One factor providing a cushion for Toll, Muhlenkamp says, is the company's backlog of homes sold but not yet delivered, which grew 22% year over year to $5.95 billion. That number represents roughly four quarters of revenue. Overall, Toll's first-quarter homebuilding revenue rose 35% from a year ago to $1.33 billion.

Because of the muted order numbers, Toll lowered its estimate for home deliveries for the year ending in October to 9,200 to 9,900 homes. The company's previous estimate called for 9,500 to 10,200 orders -- a forecast that was cut from a range of 10,200 to 10,600 on Nov. 8.

Even though Toll withdrew its 2007 earnings guidance in December, it did hint about how future growth would be achieved.
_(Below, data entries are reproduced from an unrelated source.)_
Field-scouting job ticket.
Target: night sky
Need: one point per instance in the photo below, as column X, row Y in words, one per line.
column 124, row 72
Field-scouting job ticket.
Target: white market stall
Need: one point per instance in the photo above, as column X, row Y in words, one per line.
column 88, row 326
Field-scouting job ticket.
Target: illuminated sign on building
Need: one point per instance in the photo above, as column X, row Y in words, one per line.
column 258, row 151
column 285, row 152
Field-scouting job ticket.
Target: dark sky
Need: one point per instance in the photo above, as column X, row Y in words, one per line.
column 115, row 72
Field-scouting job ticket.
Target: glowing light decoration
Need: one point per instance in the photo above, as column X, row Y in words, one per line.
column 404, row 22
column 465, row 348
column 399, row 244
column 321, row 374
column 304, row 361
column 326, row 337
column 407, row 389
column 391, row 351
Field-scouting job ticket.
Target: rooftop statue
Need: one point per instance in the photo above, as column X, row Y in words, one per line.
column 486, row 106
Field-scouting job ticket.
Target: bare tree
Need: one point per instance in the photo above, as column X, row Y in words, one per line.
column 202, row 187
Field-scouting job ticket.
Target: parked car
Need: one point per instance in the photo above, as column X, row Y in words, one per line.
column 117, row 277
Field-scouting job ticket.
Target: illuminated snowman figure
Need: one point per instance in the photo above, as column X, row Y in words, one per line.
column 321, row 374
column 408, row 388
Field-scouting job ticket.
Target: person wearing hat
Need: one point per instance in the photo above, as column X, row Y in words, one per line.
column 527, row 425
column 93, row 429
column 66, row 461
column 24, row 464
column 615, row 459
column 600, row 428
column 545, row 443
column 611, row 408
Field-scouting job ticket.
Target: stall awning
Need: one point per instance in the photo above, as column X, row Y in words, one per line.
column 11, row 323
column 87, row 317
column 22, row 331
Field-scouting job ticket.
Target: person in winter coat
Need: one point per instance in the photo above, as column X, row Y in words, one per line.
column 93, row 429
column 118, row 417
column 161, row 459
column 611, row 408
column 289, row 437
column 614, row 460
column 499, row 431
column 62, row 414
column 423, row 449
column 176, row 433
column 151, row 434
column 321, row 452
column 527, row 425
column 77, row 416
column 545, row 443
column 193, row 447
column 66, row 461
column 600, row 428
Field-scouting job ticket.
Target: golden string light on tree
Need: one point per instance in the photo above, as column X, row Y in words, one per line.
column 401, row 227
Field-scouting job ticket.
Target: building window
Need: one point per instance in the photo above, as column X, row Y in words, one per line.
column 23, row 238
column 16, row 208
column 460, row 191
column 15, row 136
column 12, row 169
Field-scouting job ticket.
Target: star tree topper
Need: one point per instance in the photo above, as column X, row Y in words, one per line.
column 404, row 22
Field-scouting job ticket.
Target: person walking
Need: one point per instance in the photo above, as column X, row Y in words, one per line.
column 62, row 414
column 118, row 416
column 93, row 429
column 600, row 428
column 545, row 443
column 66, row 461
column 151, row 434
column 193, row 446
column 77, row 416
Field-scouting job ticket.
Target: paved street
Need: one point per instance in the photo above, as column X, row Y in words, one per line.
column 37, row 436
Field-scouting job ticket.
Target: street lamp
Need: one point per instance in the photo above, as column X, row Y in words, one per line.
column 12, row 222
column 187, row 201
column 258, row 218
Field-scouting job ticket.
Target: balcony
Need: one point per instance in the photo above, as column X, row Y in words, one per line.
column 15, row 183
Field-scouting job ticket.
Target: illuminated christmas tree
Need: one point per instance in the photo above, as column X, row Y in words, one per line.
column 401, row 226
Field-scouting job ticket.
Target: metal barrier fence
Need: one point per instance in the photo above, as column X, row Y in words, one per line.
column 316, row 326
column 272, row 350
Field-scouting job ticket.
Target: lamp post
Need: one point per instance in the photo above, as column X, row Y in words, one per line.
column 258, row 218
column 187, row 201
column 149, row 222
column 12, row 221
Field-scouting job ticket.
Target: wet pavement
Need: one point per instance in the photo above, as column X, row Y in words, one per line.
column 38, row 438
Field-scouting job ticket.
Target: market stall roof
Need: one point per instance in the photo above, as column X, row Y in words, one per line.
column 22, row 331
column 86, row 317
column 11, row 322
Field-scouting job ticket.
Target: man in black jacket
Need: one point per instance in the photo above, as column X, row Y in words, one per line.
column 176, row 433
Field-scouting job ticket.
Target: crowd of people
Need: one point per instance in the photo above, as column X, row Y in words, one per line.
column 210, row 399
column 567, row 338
The company at that time said it planned to open 143 new communities in fiscal 2006, one of the largest-ever expansions for the company.

Toll opened 17 new developments near the end of the first quarter. That means 90% of the planned 2006 communities still need to be opened, which will be a daunting task given the labor and supply problems facing builders all across the country.
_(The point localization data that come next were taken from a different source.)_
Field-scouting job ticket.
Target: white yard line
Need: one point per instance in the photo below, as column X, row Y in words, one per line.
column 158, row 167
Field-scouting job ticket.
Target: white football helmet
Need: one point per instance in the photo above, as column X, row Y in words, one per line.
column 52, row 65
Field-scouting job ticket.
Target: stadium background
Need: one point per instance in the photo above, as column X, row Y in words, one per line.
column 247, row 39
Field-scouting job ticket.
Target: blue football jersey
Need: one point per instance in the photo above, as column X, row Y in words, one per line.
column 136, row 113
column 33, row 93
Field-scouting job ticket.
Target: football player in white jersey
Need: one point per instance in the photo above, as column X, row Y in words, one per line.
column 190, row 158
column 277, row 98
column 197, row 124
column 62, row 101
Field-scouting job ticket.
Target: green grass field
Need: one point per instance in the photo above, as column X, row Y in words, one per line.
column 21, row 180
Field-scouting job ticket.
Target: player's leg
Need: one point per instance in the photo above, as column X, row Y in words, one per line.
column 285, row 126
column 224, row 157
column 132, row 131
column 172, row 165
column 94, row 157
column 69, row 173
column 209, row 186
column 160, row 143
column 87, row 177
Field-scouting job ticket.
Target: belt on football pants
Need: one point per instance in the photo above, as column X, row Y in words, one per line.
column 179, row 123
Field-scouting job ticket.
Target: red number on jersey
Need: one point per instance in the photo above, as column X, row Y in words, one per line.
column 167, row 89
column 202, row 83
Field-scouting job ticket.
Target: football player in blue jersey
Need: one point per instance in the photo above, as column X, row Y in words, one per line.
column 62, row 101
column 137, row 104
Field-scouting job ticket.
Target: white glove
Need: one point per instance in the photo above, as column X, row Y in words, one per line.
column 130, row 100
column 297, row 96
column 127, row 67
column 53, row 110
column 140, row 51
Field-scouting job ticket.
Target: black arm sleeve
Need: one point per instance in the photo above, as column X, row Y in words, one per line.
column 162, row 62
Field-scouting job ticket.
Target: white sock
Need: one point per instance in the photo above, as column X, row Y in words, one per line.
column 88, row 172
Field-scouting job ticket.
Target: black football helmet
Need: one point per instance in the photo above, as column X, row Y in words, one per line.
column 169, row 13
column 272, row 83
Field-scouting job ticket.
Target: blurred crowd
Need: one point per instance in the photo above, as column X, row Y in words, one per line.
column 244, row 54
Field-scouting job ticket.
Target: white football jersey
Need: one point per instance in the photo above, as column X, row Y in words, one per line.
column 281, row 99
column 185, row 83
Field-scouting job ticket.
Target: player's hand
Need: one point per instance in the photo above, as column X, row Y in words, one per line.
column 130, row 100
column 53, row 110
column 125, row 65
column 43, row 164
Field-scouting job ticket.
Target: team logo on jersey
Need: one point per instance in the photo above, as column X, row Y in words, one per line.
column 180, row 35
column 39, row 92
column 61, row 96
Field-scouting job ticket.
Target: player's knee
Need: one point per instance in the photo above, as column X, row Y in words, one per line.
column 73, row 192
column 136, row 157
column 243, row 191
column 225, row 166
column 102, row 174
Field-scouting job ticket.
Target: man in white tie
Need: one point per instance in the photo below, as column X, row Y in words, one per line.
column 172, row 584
Despite all the latest hangups, Toll remains optimistic about its future.

"Once this excess inventory clears the market, we expect that the fundamentals of constrained lot supplies and demographics-driven demand should return. Since the number of affluent households continues to increase and we control more than 86,000 home sites in many of the nation's most lot-constrained and affluent markets, we believe we are positioned for long-term prosperity," Toll said.

Toll shares fell 5.5%, or $1.73, Tuesday to $29.47, which represents about six times the fiscal 2006 Thomson First Call consensus earnings estimate of $5.14 a share. Toll shares are down 12% this year, off 11% from the start of 2005, but up 58% since the start of 2004.

At six times earnings, "we think we've got a good company cheap," says Muhlenkamp, the fund manager.

During the quarter, Toll bought back about 630,000 shares at an average price of $34.61. The company is authorized to purchase an additional 15.1 million shares, which represents 14% of the float.

Toll's management said on the call that the company may repurchase more shares than it has historically, but the buyback won't have a meaningful impact on earnings. Certain analysts and shareholders have been urging the company to slow land purchases and return cash to shareholders.